Además, lo que ahora es condenable para los sectores ultraderechosos, es lo que el Banco Mundial destacaba hace 15 años: que si Nicaragua no caía en los niveles más bajo de pobreza, no era por el fantástico “10% del PIB” y su “gran productividad” que ahora reclaman al Sandinismo: “sin estas remesas la tasa de pobreza de Nicaragua habría llegado a 50 por ciento en 2005, en lugar del 46 por ciento”.

Si la minoría derechista ocupara su “democracímetro” para medir sus propios resultados ¿cómo calificarían la gestión 1999 - 2005? El BM registró:
 “Nicaragua es una economía pequeña, abierta, y vulnerable a impactos naturales y externos. Es uno de los países más pobres de América Latina con un Ingreso Nacional Bruto (INB) per cápita de US$ 1,000 en el año 2006 (…) y una población total de 5.2 millones. Cuarenta y seis por ciento de la población vivió bajo la línea de pobreza en el 2005 (mientras que un 15 por ciento vivió en la extrema pobreza)”.

América

Un breve repaso de lo que acontece en América revelaría que si por eficacia o mediocridad económica se midieran los gobiernos desde hace años, según el macondiano “democracímetro” de los BB, el continente es el paraíso de las “dictaduras”.

La Cepal pronosticó que Perú aumentará un 2.5% en 2017, mientras que el Fondo Monetario Internacional predijo un 1.7%  para Chile.

Es decir, de acuerdo a las “lumbreras” de la derecha ortodoxa, calificar a estos países de “antidemocráticos” es “piropo”, porque si Nicaragua con 4.7% está “peor”, mínimo en esas latitudes esculpen en mármol de Carrara un monumento a Mussolini.

Costa Rica “perdió” su estatus de “reino de la democracia” porque en 2016 tuvo una expansión del 4.3%, que se contraerá en 4.1% en 2017, en tanto Colombia creció un 2.0%.

La  derecha “fans” de Álvaro Uribe, eleva a paradigma de “libertad, democracia y Estado de derecho” al país sudamericano, pero el Papa ve los hechos: “es un país fracturado por los enfrentamientos internos” y necesita “poner la mirada en todos aquellos que hoy son excluidos y marginados por la sociedad”.

“Hay densas tinieblas que amenazan y destruyen la vida: las tinieblas de la injusticia y de la inequidad social; las tinieblas corruptoras de los intereses personales o grupales, que consumen de manera egoísta y desaforada lo que está destinado para el bienestar de todos”.

Es una minúscula minoría conservadora la que anhela el retorno a ese nefasto “arquetipo” de sociedad elitista, desgarrada y materialista, causante de los enormes abismos sociales  que pomposamente llama “libertad” y “democracia”.

¿En qué queda, pues, esa falacia de la derecha radical que donde hay “instituciones democráticas sólidas el desarrollo económico es mayor”?  

El FMI y la Cepal podrían responder: el crecimiento en Latinoamérica será del 1.2% o el 1.1%. En cambio, Nicaragua, alcanzará el 5%, señalan economistas no tendenciosos.

Que hace falta más, ¡claro!
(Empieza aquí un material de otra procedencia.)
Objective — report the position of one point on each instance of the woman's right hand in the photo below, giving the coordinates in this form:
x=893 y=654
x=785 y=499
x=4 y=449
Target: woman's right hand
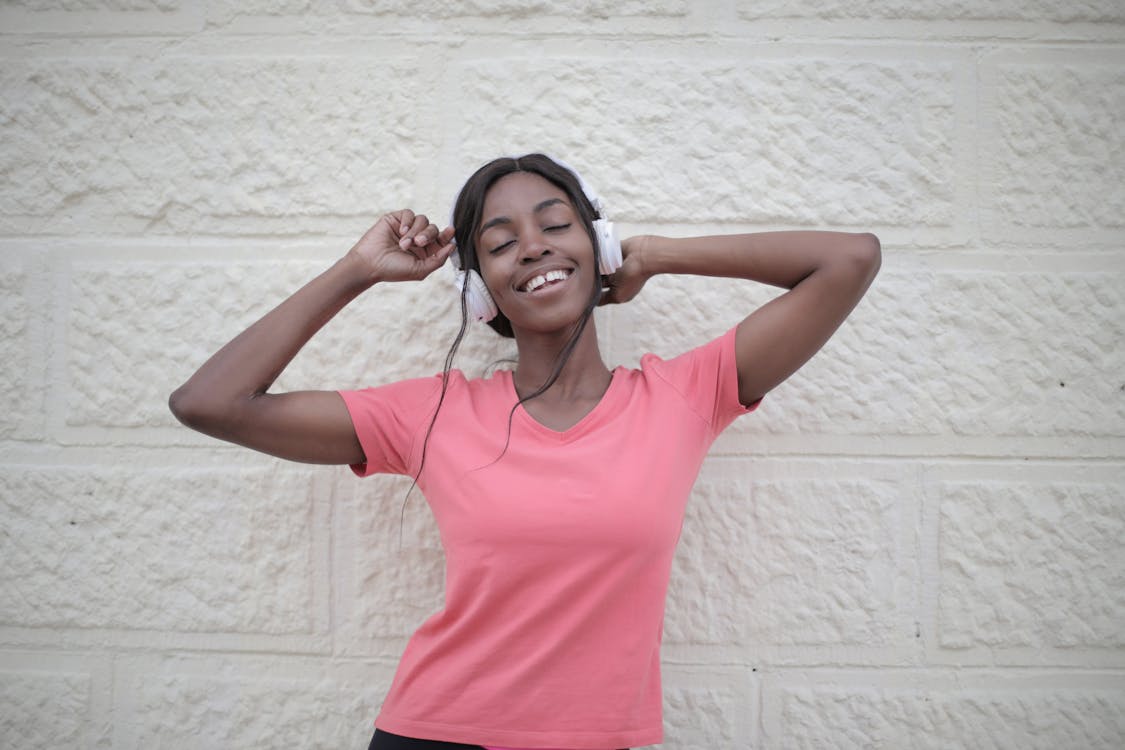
x=403 y=246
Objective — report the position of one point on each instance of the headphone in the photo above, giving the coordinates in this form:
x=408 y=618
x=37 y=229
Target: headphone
x=479 y=303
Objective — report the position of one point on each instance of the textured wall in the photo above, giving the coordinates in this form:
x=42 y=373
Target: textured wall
x=915 y=543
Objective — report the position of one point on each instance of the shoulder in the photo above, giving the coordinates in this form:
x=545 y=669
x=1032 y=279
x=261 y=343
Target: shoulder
x=705 y=378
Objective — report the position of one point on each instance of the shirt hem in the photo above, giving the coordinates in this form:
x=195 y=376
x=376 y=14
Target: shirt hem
x=520 y=739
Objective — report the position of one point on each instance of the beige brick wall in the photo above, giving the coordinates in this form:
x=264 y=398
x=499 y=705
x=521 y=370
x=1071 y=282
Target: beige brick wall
x=917 y=542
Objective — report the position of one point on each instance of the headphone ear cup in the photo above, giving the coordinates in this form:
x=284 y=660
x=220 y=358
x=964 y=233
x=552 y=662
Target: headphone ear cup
x=479 y=303
x=609 y=246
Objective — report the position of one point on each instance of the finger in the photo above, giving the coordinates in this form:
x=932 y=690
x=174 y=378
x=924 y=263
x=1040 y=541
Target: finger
x=406 y=219
x=433 y=262
x=426 y=236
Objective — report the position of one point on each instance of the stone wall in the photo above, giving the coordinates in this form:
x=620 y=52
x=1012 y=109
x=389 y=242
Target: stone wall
x=917 y=542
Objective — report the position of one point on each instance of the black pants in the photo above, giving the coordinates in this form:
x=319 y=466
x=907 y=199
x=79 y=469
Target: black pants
x=388 y=741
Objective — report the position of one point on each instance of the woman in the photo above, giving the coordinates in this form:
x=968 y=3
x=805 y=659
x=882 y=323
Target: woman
x=558 y=487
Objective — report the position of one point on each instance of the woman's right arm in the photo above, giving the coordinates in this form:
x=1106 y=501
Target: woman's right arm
x=227 y=397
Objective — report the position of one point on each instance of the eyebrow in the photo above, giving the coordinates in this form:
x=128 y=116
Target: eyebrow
x=504 y=219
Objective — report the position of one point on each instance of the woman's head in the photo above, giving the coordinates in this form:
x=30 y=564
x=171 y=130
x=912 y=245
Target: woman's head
x=468 y=211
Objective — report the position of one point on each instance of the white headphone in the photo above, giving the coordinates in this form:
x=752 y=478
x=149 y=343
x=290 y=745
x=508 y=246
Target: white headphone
x=479 y=303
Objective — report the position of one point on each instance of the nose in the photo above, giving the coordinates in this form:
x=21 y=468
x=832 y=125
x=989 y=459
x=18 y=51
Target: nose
x=533 y=246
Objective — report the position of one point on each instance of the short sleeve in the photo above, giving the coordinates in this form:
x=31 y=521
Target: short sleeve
x=707 y=377
x=388 y=422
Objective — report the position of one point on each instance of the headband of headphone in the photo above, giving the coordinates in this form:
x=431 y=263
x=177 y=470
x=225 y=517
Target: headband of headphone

Pero las democracias de verdad no vienen envueltas en papel periódico ni marinadas en odios viscerales. Están hechas de realidades: el Sandinismo promueve el encuentro, la inclusión socioeconómica y la solidaridad, es decir, el cristianismo. Es lo que hace la diferencia en este siglo: construir un Estado más humano.

Nicaragua, como diría Galileo: “E pur si muove”.